Like 2022, the 2023 hurricane season is also being called an “average” year for the Atlantic Basin. 11-15 named storms, 4-8 hurricanes, and 1-3 major hurricanes have been predicted; with the highest chance for direct/significant impacts in Florida/ Carolinas, and the lowest chance over the Western Gulf of Mexico and Northeastern US.
Warm waters could lead to one or two storms being very strong/intense, Lockton Re’s analysts highlight.
The issue is that “underlying climate related changes are making it challenging to predict storm dynamics,” as Claude Yoder, Global Head of Analytics for Lockton Re, commented.
Adding: “Past focus on frequency and severity of storms may have missed more fundamental global climate changes. Some of those changes are becoming more evident as the likelihood of loss causing storms has increased.
“Wind speed alone is no longer a good predictor of damages.
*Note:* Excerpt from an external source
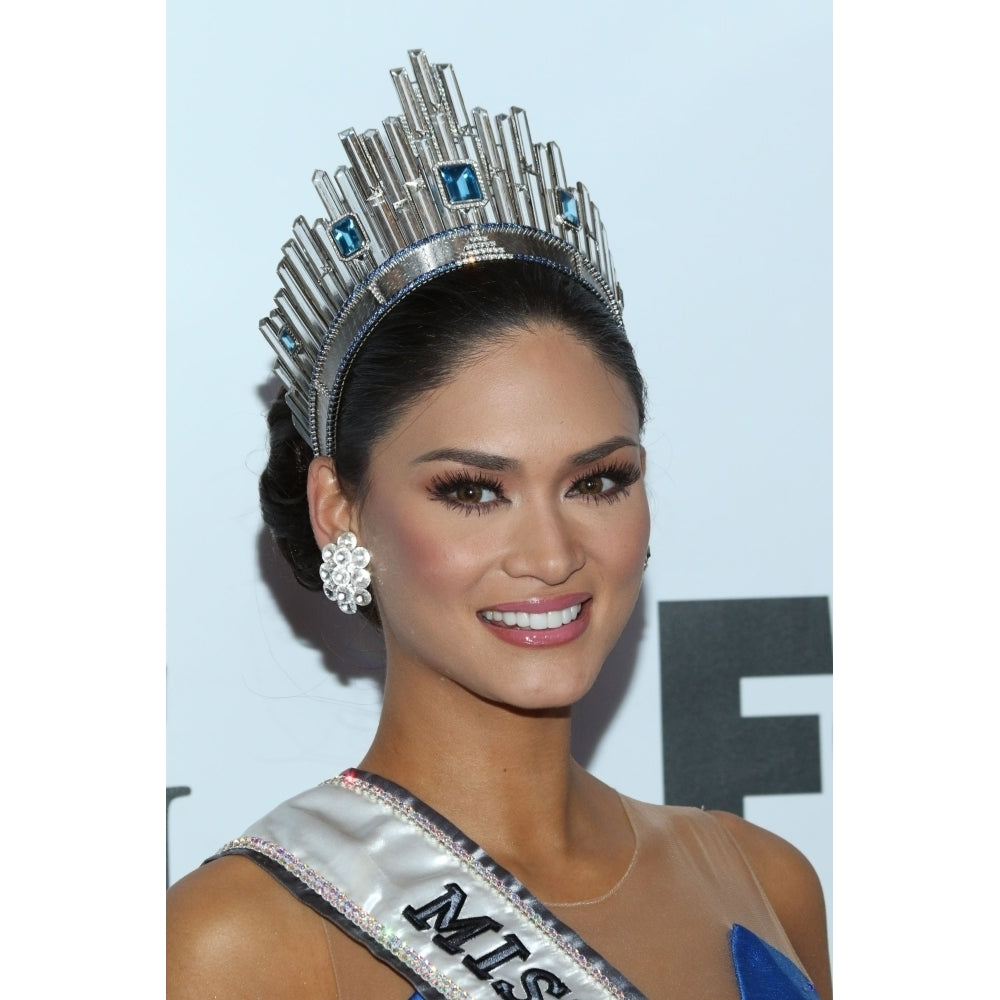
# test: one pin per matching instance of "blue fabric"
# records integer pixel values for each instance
(763, 973)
As climate change has increased precipitation and made storm surge more likely, even lower categorised storms (as a function of wind speed), can create material loss.”
Lockton Re’s three additional follow-up publications will explore the industry’s exposure to hurricanes and the fast-changing nature of home and building structures and their ability to withstand storms; a unique view of comprehensive risk transfer option creation; and how placement techniques are trending and improving within the property re/insurance market.